モカ「頑張った人はちゃんと報われるし、頑張らない人は何もないのですよ~。努力して結果を出したら、可愛い女の子たちに囲まれる。すごく夢があると思うな~」

 

 モカの言葉に飛鳥が困惑した。

 

「それだったらオレ達も努力したら、一丈字と同じように扱ってくれますか!!?」

 

 ファンの男子生徒達が現れた。

 

モカ「ゼロではないね~」

「いよっしゃあああああああああああああああああああ!!!」

「やってやるぅ!!」

 

 男子生徒達が興奮して去っていった。

 

ひまり「ちょ、ちょっとモカぁ!!」

巴「本当にいいのか!?」

モカ「大丈夫だよー」

「?」

モカ「ちゃんと選択する権利があるからー」

 

 モカの言葉に皆が驚いた。

 

モカ「そういうわけで男子諸君。

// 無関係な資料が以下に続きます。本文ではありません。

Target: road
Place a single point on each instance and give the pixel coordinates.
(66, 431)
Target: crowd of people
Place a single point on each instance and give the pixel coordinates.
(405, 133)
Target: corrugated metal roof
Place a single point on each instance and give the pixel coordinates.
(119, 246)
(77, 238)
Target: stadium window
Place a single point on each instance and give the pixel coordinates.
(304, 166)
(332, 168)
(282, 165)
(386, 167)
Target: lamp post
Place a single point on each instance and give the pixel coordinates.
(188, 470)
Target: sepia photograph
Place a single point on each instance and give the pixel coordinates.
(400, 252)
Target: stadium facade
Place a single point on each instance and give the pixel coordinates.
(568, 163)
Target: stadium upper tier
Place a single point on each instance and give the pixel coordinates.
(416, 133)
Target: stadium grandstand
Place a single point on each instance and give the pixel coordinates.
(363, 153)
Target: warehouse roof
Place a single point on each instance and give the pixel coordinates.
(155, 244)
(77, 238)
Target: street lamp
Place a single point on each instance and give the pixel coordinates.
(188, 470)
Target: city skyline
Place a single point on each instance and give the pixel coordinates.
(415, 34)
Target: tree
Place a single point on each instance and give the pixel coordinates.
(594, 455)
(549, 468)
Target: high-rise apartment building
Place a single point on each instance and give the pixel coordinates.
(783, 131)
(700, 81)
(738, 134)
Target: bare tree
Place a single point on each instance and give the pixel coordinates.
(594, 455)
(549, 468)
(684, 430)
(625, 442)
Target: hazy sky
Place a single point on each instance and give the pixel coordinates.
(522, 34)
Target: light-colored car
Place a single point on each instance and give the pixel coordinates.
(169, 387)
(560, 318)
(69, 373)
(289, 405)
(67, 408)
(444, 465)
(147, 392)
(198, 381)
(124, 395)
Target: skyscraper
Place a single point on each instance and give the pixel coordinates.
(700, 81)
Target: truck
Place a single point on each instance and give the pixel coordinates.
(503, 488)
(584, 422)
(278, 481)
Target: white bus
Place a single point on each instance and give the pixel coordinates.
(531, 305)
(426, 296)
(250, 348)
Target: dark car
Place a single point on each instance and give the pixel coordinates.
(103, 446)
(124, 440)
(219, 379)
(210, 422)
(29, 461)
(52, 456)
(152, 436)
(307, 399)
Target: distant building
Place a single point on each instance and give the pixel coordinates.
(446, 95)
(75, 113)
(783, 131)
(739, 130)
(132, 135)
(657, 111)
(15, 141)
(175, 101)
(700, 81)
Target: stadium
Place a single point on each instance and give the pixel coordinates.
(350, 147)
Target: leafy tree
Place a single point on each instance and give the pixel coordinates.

モテたかったら、楽しないでね~」

飛鳥「誰に言ってるんですか」

千聖「……」

 

 どこまでもマイペースなモカに飛鳥が困惑すると、千聖が飛鳥をじっと見つめていた。

 

*********************:

 

 帰宅後、飛鳥が部屋でゆっくりしていると、プライベート用の携帯が鳴った。

 

飛鳥「誰からだ…?」

 

 飛鳥がスマホを確認すると千聖とモカ、そして弦巻家の黒服から来ていた。

 

千聖『今後、何かしら相談させてもらうから宜しくね』

モカ『飛鳥くんってやっぱり面白いね~。今後ともよろしくね~』

黒服『一丈字様。今後ともこころお嬢様と仲良くしてください』

 

 千聖たちの言葉に飛鳥は何となく嫌な予感がしていた。